Hundreds of demonstrators gathered in central Budapest on Friday night and walked toward Orban’s office in a protest organized by opposition parties.
The coronavirus crisis has increased pressure on the country’s few remaining independent publishers. While government advertising props up pro-government outlets, independent publishers have been struggling to survive as advertising is hit by economic uncertainty, as sectors such as tourism and events have virtually ground to a halt.
Both Index.hu and another independent online news site, 444.hu, launched campaigns for donations this year to help them keep afloat. According to media analysts, Index.hu, with 1 million readers a day, has long been in the government’s sights.
“We always thought that Index could survive, but I have to say, because of the ownership structure of the ownership company, it was not so surprising,” Urban said. The news site is owned by a trust, but the company responsible for its advertising revenue has been taken over by business executives close to Orban.
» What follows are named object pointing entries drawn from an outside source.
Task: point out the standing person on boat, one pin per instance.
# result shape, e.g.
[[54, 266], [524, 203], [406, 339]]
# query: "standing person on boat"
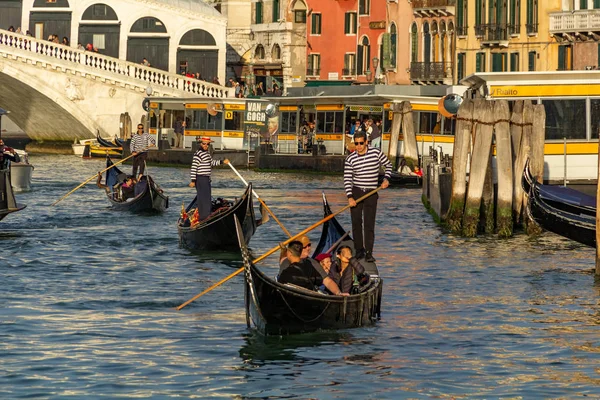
[[140, 142], [200, 177], [7, 154], [361, 174]]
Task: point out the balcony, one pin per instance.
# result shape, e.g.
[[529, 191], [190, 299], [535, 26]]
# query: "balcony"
[[575, 26], [431, 73], [433, 8], [494, 34]]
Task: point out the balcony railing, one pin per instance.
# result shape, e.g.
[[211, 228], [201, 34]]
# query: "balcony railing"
[[313, 71], [574, 21], [435, 71], [432, 3]]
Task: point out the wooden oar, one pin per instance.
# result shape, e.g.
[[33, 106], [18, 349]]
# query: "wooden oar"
[[274, 249], [95, 175], [261, 201]]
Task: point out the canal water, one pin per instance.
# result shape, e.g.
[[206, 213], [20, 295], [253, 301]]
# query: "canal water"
[[87, 299]]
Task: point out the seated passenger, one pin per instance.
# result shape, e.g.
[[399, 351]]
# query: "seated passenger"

In 2018, Index.hu set up a “freedom barometer” on its website to mark the threats to its independence after a change in the ownership of the adverting business.
The site explained that if there was any change to its independence, it would “notify the world as loudly as we possibly can.”
Then in March, pro-government businessman Miklos Vaszily acquired a 50 percent stake in Index.hu’s advertising business.
“Index is under such external pressure that could spell out the end of our editorial staff as we know it,” Dull wrote in June. “We will keep you updated on the developments . . . as long as we can. As long as we are allowed. As long as we are free.”